Trudeau married Miss Lottie Beare in June 1871, and after a honeymoon in Europe the couple settled on Long Island NY, where Trudeau began his medical practice. Trudeau mentioned Lottie with great affection in his autobiography and remarked on the fortitude with which she met the many adversities of their married life, which included his long struggle with tuberculosis, and the deaths of three of their four children. Shortly after settling in their new home on Long
Island, Lottie gave birth to the couple's first child, Charlotte, whom they called "Chatte."
He was diagnosed with tuberculosis in 1873, shortly before the birth of their second child, Edward Livingston Jr, whom they called Ned. Following conventional thinking of the times, his physicians and friends urged a change of climate. He went to live in the Adirondack Mountains, initially at Paul Smith's Hotel, spending as much time as possible in the open; he subsequently regained his health. In 1876 he moved his family to Saranac Lake and established a medical practice among the sportsmen, guides and lumber camps of the region. In 1877 Lottie gave birth to a third child, Henry, who died after a brief illness in the winter of 1878 or 1879.
In 1882, Edward Livingston Trudeau read about Prussian Dr. Hermann Brehmer's success treating tuberculosis with the "rest cure" in cold, clear mountain air. Following this example, Trudeau founded the Adirondack Cottage Sanitorium, with the support of several of the wealthy businessmen he had met at Paul Smiths. In 1894, after a fire destroyed his small laboratory, Trudeau organized the Saranac Laboratory for the Study of Tuberculosis with a gift from Elizabeth Milbank Anderson;〔"An Autobiography" by Edward Livingston Trudeau, Garden City, New York, Doubleday, Doran and Co. 1944 copyright 1915〕 it was the first laboratory in the United States for the study of tuberculosis. Renamed the Trudeau Institute, the laboratory continues to study infectious diseases.
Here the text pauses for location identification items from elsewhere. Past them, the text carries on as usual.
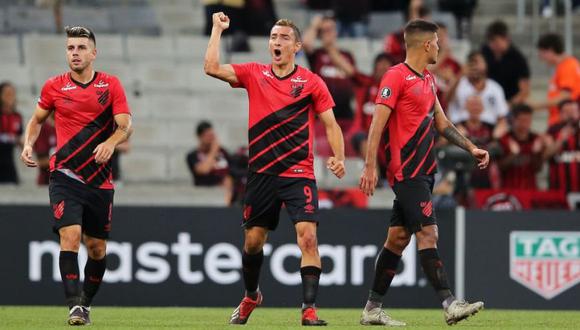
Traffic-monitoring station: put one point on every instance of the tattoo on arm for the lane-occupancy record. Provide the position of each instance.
(454, 136)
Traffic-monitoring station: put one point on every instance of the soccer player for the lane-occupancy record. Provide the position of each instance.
(91, 118)
(284, 98)
(407, 102)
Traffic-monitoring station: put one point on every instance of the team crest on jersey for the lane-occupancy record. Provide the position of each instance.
(101, 84)
(386, 93)
(68, 87)
(296, 90)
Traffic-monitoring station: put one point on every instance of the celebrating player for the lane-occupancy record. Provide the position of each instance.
(91, 119)
(284, 99)
(407, 101)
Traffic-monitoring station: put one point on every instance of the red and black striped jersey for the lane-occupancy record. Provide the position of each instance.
(410, 134)
(84, 118)
(281, 120)
(565, 165)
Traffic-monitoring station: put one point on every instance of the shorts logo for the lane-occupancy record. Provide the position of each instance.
(385, 93)
(427, 208)
(247, 212)
(58, 210)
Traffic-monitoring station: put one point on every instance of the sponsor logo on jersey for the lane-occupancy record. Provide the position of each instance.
(386, 93)
(546, 262)
(101, 84)
(68, 87)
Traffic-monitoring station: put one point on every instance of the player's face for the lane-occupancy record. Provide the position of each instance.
(499, 44)
(283, 45)
(570, 112)
(80, 53)
(8, 97)
(432, 49)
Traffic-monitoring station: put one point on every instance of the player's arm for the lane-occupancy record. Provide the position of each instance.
(452, 134)
(104, 151)
(336, 141)
(31, 135)
(212, 64)
(369, 177)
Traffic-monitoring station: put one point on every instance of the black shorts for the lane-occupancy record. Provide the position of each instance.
(265, 195)
(413, 205)
(75, 203)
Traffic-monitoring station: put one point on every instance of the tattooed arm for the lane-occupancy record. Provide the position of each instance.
(452, 134)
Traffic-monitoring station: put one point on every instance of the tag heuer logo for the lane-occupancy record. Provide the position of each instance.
(545, 262)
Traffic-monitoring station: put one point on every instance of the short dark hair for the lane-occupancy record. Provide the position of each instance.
(420, 25)
(497, 29)
(472, 54)
(203, 126)
(80, 32)
(565, 102)
(551, 41)
(290, 23)
(521, 109)
(383, 56)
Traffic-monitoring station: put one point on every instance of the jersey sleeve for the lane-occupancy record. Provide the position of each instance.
(390, 89)
(321, 97)
(46, 101)
(243, 74)
(120, 104)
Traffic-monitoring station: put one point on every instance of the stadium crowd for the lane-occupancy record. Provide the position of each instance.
(487, 97)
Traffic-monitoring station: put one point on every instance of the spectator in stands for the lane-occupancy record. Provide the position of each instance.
(565, 83)
(235, 10)
(209, 162)
(121, 148)
(521, 151)
(366, 88)
(339, 85)
(10, 132)
(506, 64)
(475, 82)
(447, 70)
(395, 42)
(352, 17)
(463, 12)
(43, 148)
(481, 134)
(563, 152)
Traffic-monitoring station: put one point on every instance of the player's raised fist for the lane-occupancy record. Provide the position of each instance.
(221, 20)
One of Trudeau's early patients was author Robert Louis Stevenson and in gratitude, Stevenson presented Trudeau with a complete set of his works, each one dedicated with a different verse by Stevenson (the books were later lost in a fire at Saranac). Trudeau's fame helped establish Saranac Lake as a center for the treatment of tuberculosis.
A fourth child, Francis B. Trudeau, was born in 1887. Francis later succeeded his father as director of the sanatorium until 1954. Sadly, Francis was the only one of the four Trudeau children to live a full life. Charlotte (Chatte) contracted tuberculosis at age sixteen while attending a girls school in New York City. She returned home to Saranac Lake where she was nursed by her parents for three years until her death there in 1889. Ned graduated from the Yale College of Physicians and Surgeons in 1900 and began a medical practice in New York City, but died soon after following a bout of pneumonia.
In addition to his work at the sanatorium, Edward Trudeau loved to hunt in the woods around Saranac Lake. Although his illness often limited his activities, he was a crack shot and loved the outdoors. In later years he had a camp on Upper Saint Regis Lake. Trudeau had many friends and was active in the community, helping to found St. John’s in the Wilderness Episcopal Church in Paul Smiths, New York, where he is interred. Edward Livingston Trudeau died in 1915.